Speaker Bio: Huayuan Ye, Master's student at East China Normal University, supervised by Associate Professor Li Chenhui. His research areas include AI4VIS, human-computer interaction, computer vision, etc. He has published several papers in journals/conferences such as VIS and CHI.
NeuroSync: Intent-Aware Code-Based Problem Solving via Direct LLM Understanding Modification

Wenshuo Zhang
Hong Kong University of Science and Technology
Abstract: The use of conversational large language models for programming tasks by non-experts is on the rise.

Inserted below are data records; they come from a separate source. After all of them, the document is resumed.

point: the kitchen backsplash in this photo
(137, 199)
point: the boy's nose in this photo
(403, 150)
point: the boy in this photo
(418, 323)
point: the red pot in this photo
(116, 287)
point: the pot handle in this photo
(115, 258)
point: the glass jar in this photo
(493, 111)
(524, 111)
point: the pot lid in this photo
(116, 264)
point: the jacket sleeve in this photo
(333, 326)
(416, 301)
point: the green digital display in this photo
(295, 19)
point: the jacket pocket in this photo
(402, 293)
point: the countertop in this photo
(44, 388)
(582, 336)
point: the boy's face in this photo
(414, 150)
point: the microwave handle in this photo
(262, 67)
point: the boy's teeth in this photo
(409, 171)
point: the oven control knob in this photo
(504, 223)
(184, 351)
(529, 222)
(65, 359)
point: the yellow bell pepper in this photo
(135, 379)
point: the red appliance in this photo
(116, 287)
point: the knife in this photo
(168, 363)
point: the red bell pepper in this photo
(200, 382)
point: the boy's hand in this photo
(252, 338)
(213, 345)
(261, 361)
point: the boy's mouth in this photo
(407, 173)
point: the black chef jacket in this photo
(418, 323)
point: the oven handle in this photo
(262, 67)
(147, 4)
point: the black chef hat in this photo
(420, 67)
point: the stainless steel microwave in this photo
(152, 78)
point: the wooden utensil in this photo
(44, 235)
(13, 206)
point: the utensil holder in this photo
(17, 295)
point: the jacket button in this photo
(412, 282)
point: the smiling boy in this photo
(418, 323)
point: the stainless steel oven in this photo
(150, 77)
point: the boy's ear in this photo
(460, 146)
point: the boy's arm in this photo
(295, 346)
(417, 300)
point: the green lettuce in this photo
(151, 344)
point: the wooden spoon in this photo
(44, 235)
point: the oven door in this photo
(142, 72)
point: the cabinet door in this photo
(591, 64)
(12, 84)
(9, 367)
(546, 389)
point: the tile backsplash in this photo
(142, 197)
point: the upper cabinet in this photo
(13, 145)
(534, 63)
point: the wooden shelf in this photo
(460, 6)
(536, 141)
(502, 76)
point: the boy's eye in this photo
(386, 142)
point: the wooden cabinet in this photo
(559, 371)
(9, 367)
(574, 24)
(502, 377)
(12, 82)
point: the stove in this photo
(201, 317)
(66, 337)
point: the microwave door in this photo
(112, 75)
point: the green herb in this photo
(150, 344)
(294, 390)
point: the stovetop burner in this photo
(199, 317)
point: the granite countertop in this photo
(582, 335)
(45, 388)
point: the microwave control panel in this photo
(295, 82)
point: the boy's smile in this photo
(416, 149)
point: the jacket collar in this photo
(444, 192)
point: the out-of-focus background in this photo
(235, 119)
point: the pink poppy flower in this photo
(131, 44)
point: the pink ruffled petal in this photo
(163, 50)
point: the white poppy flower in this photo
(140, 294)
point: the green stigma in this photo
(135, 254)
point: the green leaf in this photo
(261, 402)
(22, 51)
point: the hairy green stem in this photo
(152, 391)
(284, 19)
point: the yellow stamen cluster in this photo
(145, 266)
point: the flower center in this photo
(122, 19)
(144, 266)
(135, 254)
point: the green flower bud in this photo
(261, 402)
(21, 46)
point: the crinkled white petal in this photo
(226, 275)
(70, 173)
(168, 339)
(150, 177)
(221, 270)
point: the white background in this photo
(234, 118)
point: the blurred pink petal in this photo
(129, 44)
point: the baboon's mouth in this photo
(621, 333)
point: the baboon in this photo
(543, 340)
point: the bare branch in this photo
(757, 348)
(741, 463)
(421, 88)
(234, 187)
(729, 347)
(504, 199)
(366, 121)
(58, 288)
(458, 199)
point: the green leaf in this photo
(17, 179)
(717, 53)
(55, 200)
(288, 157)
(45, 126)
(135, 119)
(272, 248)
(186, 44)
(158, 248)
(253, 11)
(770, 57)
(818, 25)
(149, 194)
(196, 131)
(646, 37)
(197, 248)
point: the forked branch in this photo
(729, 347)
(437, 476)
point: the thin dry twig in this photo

However, a significant hurdle remains in effectively communicating complex user intentions to these models, often resulting in generated code that fails to meet user needs. This research investigates this communication breakdown and proposes a new direction for human-LLM interaction. Our approach aims to create a more transparent and collaborative process where the user's intent can be more clearly understood and verified by the system. We have developed a prototype to explore this new paradigm. Results from our evaluations are promising and suggest that our methods can enhance the synergy between users and AI, leading to more effective and efficient outcomes in programming-related tasks.
Speaker Bio: Wenshuo Zhang, PhD student at Hong Kong University of Science and Technology, supervised by Professor Qu Huamin. His research direction is human-AI alignment in conversational and agent systems, with particular focus on improving the performance of large language models in programming and other tasks.